Scientists have discovered the presence of one of the most crucial ingredients for life on Jupiter’s icy moon.
When it comes to seeking out signs of extraterrestrial life within our own solar system, no target has proven more tantalizing than Europa – a world thought to be home to a potentially habitable ocean of liquid water hidden deep beneath a thick icy exterior shell.
It’s by no means a large world – measuring around 2,000 miles across (slightly smaller than the Earth’s moon) – but its ocean, if it has one, could be up to 100 miles deep.
Now scientists analyzing data captured by the James Webb Space Telescope have revealed one more reason to get excited about its prospects as a home to alien life – the presence of carbon.
The findings suggest that carbon-dioxide ice on Europa’s surface has come from the depths of the Jovian moon’s subterranean ocean, several miles down beneath the icy crust.
“This is a big deal and I am very excited by it,” said study co-author and geochemist Dr Christopher Glein. “We don’t know yet if life is actually present in Europa’s ocean.”

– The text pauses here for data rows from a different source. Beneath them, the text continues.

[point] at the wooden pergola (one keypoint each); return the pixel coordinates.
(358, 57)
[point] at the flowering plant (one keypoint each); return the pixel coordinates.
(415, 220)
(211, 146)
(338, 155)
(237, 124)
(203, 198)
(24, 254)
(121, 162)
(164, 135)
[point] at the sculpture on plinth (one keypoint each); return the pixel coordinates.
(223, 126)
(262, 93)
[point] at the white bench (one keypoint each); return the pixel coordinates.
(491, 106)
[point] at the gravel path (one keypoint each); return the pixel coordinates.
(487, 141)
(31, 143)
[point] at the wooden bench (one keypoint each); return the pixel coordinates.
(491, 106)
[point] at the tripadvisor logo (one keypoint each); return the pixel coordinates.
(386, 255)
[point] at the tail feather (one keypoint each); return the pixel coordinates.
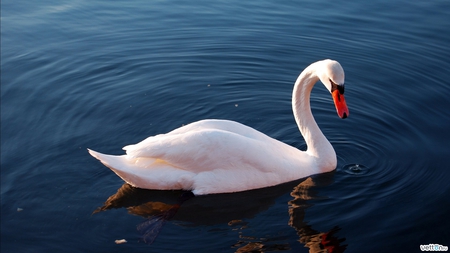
(147, 173)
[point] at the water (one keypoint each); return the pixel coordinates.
(104, 74)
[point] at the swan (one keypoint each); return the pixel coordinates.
(221, 156)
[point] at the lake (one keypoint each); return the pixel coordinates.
(104, 74)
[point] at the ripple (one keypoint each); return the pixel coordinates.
(355, 169)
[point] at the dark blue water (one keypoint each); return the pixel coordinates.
(104, 74)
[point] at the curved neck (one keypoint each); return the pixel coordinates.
(317, 144)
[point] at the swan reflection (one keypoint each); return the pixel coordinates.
(232, 209)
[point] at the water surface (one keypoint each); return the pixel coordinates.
(102, 74)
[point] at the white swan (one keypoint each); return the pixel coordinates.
(220, 156)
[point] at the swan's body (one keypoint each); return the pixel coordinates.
(219, 156)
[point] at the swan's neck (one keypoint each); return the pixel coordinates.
(317, 144)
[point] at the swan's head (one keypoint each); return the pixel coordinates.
(332, 76)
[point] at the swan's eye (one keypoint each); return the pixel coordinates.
(335, 86)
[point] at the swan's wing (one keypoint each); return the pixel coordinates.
(211, 149)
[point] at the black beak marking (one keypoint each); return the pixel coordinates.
(335, 86)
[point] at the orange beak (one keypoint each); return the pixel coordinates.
(341, 105)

“But this new finding adds evidence to the case that Europa’s ocean would be a good bet for hosting extant life. That environment looks tantalizing from the perspective of astrobiology.”
The discovery is particularly important because of where the carbon is likely to have originated.
“The discovery of carbon dioxide in salt-rich regions of Europa’s ice shell indicates that the CO2 is coming from the ocean below and not from outside sources, such as meteorites and ions bombarding Europa,” said NASA’s Kevin Hand.